The question “What’s in your wallet?” may conjure a popular television commercial for a credit card, but for my money there’s a better answer. My library card.
It’s been in my wallet for so long, and has been used so often, it needs to be replaced. Or maybe just some duct tape therapy.
I love my local public library. It’s around the corner from where I live, and its location (location, location) is one of the reasons I bought my house.
I’m more than happy my tax dollars support it.
There’s the expected vast selection of books, DVDs and CDs, and I can search for anything online and have it sent from another library if need be.
They kindly e-mail me when my book is in, and send a reminder when it’s due. That’s a good thing, because I’m a slow reader and usually max out my renewals before finishing a book.
Other reasons I’m a card-carrying bibliophile and library patron:
* When my computer was on the fritz a few years ago, I was able to use one there.
* It has a spacious, well-lit reading room with newspapers, magazines and yes, a coffee shop.
* There’s a local history section, a job search center and a new high-tech “laboratory” with 3D printing, sewing machines, craft tools, etc.
* It offers numerous programs for all ages — preschool stuff on weekdays, adult ed programs in the evenings and community service projects on the weekends. (It also knows how to have fun, judging from an upcoming ‘Downton Abbey’ party).

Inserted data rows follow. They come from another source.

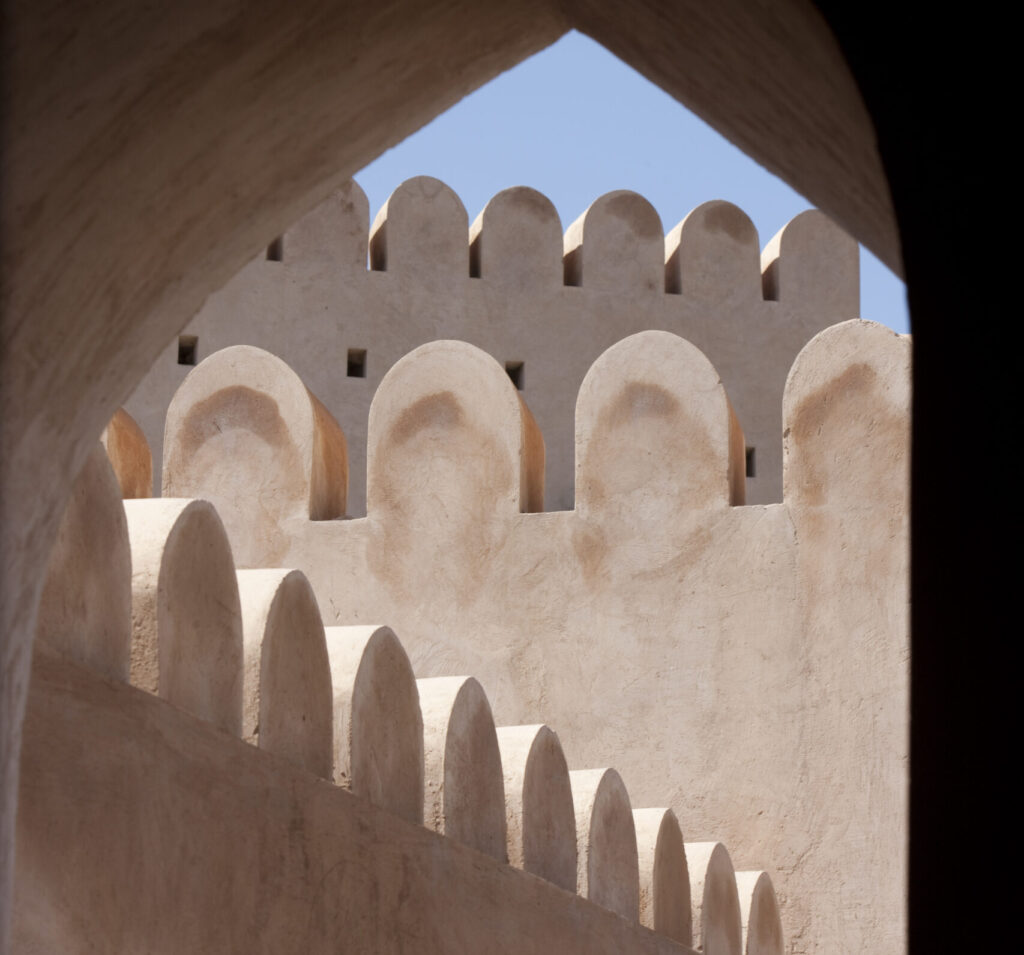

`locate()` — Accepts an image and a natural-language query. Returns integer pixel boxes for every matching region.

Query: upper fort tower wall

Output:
[126,176,859,515]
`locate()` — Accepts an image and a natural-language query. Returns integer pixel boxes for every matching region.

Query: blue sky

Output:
[355,33,909,332]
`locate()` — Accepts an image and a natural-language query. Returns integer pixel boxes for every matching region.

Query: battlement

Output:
[126,176,859,516]
[96,319,909,944]
[15,433,783,955]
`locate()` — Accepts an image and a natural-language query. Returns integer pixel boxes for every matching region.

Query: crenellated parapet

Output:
[134,319,909,944]
[15,446,780,953]
[128,176,859,516]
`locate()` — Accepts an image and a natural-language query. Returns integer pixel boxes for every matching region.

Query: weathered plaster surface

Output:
[149,321,908,951]
[132,176,860,516]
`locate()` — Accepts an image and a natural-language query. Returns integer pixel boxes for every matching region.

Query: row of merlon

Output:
[265,176,858,301]
[144,320,908,521]
[37,445,782,955]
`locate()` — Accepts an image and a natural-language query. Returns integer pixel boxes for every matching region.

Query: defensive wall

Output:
[13,444,783,955]
[18,321,909,952]
[119,176,860,515]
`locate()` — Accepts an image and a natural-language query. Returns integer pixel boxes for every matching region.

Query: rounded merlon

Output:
[325,626,423,824]
[686,842,743,955]
[417,677,508,862]
[569,769,640,922]
[633,809,693,948]
[498,725,577,892]
[238,568,333,779]
[124,497,243,736]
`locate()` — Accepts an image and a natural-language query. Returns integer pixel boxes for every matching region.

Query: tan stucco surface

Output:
[0,0,913,940]
[13,651,686,955]
[126,176,860,516]
[149,321,909,951]
[124,497,243,736]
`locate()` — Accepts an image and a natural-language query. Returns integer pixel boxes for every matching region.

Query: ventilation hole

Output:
[178,335,199,364]
[345,348,367,378]
[505,361,522,391]
[761,259,778,302]
[469,232,480,278]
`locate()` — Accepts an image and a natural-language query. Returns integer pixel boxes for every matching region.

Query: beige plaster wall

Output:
[155,321,909,952]
[13,651,689,955]
[0,0,900,944]
[126,177,860,516]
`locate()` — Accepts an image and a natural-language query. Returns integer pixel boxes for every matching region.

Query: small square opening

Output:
[345,348,367,378]
[178,335,199,364]
[505,361,523,391]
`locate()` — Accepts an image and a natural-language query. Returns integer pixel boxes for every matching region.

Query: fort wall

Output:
[148,321,909,951]
[125,176,859,516]
[13,427,781,955]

This afternoon, a cold and snowy Sunday, I went over to pick up a book — I have two out at the same time, a serious bad habit for a slow reader — and I could hear a live musical performance going on in the community room.

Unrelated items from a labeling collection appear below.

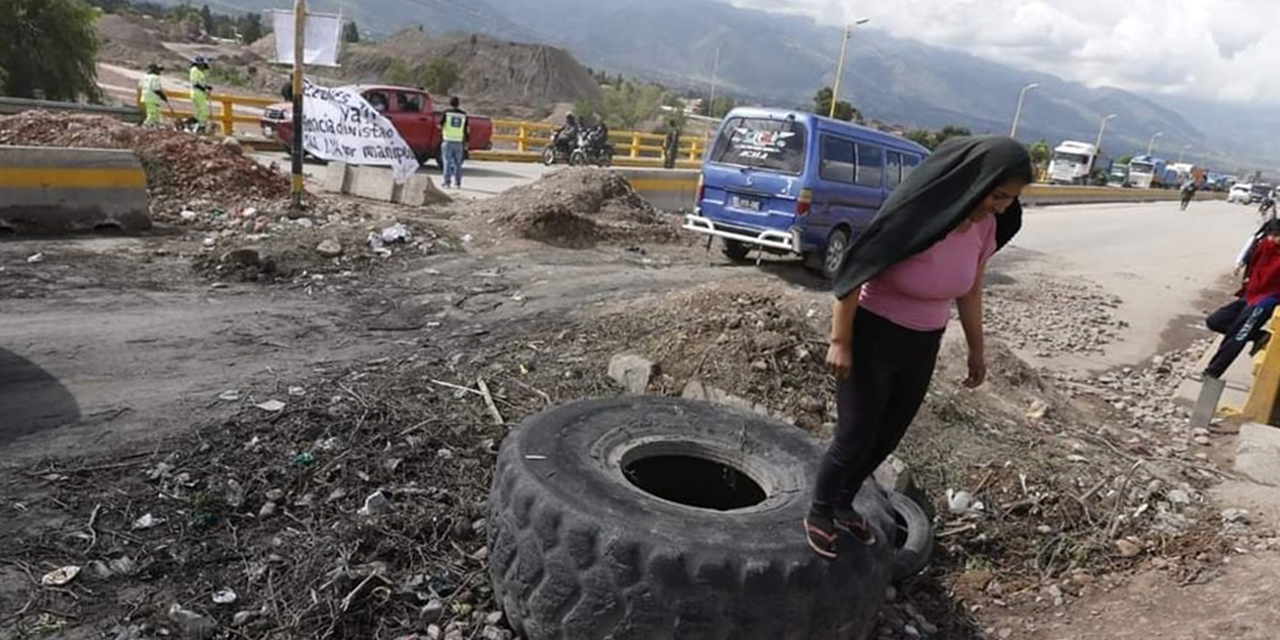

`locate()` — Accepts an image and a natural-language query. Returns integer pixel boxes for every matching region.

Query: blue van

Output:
[684,108,929,278]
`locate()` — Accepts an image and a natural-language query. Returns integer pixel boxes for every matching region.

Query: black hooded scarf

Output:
[832,136,1033,300]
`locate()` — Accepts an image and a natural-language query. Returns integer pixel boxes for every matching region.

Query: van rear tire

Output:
[721,238,751,262]
[822,227,850,280]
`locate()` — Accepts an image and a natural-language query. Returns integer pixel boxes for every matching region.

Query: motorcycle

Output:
[568,125,613,166]
[543,127,581,166]
[1258,196,1276,218]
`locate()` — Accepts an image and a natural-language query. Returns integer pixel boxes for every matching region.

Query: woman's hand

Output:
[827,340,854,378]
[964,351,987,389]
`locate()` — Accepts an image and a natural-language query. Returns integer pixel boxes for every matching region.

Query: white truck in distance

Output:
[1048,140,1098,184]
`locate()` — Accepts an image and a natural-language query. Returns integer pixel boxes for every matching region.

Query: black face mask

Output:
[832,136,1033,298]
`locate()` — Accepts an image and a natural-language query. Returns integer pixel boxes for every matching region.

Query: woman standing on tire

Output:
[804,137,1033,558]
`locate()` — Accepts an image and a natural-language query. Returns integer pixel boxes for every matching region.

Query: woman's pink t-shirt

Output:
[858,215,996,332]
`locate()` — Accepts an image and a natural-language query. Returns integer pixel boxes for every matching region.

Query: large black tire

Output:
[888,493,933,582]
[488,398,895,640]
[721,238,751,262]
[822,227,851,280]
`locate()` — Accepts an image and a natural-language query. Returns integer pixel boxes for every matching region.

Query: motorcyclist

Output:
[554,114,580,152]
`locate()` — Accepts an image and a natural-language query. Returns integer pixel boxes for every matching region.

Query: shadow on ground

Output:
[0,348,81,447]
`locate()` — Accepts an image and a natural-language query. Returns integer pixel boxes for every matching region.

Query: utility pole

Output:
[707,46,719,118]
[827,18,870,118]
[1009,82,1039,138]
[1089,114,1117,175]
[291,0,307,211]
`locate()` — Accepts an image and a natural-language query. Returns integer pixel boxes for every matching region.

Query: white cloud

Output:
[726,0,1280,104]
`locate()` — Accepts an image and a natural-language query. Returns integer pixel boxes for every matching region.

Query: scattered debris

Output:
[357,492,392,516]
[169,603,218,639]
[40,564,81,586]
[253,399,285,413]
[133,513,164,531]
[463,168,682,247]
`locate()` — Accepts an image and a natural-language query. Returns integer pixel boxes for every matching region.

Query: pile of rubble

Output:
[183,213,458,287]
[588,282,835,433]
[984,274,1128,358]
[0,111,289,223]
[466,168,680,247]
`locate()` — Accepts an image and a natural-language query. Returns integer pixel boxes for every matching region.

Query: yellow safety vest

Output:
[138,73,161,105]
[440,111,467,142]
[188,67,205,91]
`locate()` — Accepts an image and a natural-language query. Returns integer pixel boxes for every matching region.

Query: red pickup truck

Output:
[262,86,493,164]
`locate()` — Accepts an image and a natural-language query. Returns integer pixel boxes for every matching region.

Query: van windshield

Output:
[712,118,808,175]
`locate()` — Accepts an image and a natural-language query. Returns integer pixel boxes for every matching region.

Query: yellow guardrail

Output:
[134,90,280,136]
[493,119,707,163]
[1240,314,1280,425]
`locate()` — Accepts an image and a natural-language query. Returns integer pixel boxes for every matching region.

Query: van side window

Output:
[818,136,854,184]
[858,142,884,187]
[902,154,924,180]
[884,151,902,191]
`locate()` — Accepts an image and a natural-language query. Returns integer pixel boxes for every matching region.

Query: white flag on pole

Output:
[271,12,342,67]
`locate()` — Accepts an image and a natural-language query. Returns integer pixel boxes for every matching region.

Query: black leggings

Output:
[813,308,942,515]
[1204,298,1276,378]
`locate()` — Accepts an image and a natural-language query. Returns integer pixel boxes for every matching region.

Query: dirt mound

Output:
[93,13,198,69]
[466,168,680,247]
[342,28,600,105]
[0,111,289,223]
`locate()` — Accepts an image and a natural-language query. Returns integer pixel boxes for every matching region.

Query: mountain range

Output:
[152,0,1280,173]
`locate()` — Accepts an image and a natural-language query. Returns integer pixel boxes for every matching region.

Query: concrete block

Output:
[315,163,351,193]
[613,169,700,211]
[0,146,151,233]
[874,456,915,494]
[347,166,396,202]
[1192,378,1226,429]
[609,353,658,396]
[1235,422,1280,486]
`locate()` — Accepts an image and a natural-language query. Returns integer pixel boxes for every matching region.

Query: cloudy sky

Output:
[728,0,1280,105]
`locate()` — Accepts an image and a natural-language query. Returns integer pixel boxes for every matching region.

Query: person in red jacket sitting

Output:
[1204,220,1280,378]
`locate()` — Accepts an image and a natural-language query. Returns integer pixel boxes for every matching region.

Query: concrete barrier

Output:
[312,163,452,206]
[0,146,151,233]
[613,168,700,211]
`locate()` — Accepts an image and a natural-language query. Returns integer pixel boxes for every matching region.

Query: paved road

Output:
[992,202,1258,369]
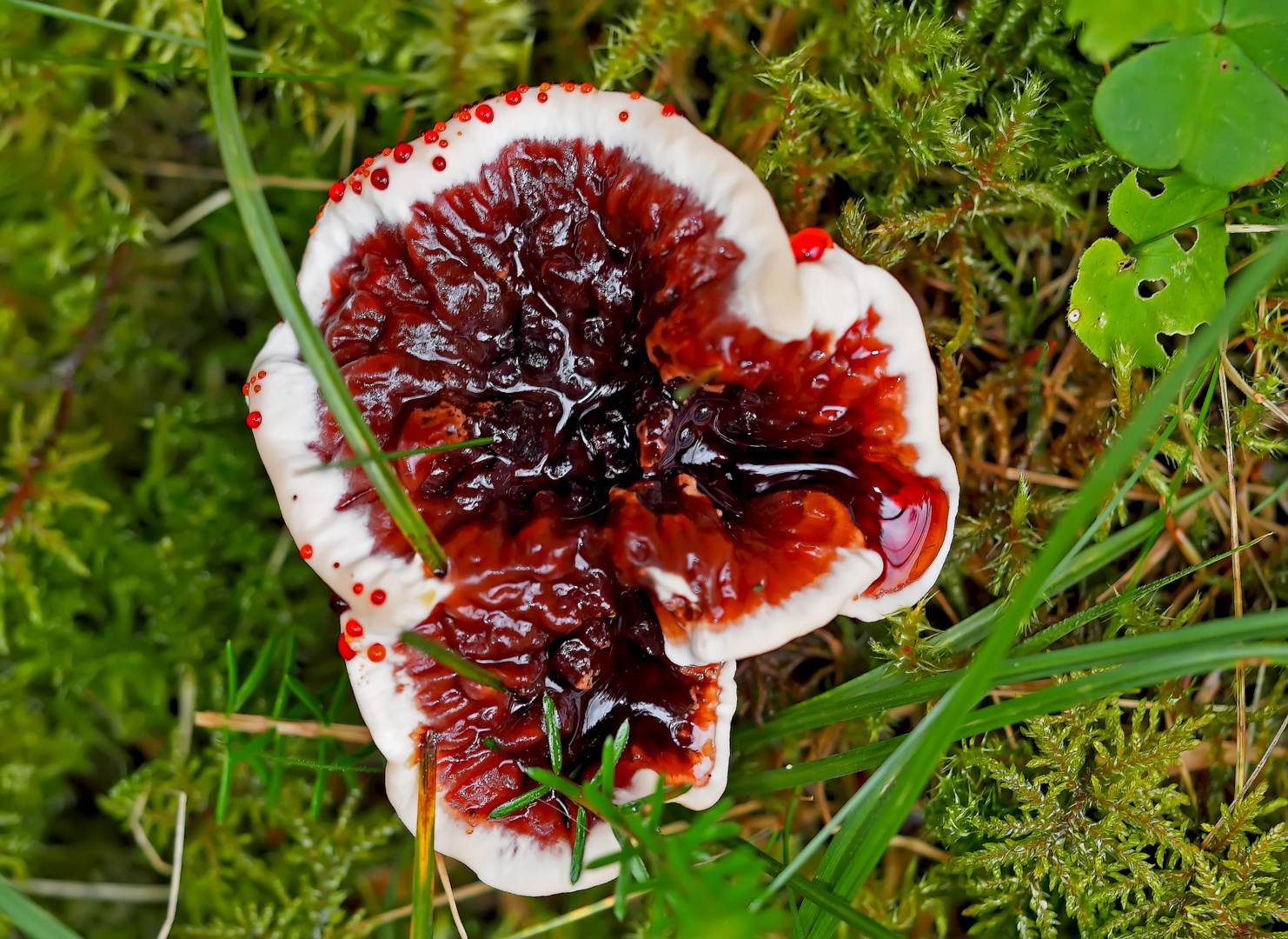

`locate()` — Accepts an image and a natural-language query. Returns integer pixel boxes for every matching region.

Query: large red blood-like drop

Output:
[320,140,948,840]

Bookstores need not worry. I still patronize them semi-regularly, and often donate my “used” ones to the library for its annual book sale in June. Of course, I usually attend so I can . . . buy more books.
I realize that my library, compared to many others, has more resources and a stronger tax base to support it than many others.
I don’t always feel right about that inequity, and how I benefit from it when someone of similar interests and passions can’t — simply because they live several miles away in another tax district.
If that’s ever to change, it likely will take a political push by an elected representative who loved books as a kid and didn’t have access to a well-funded library.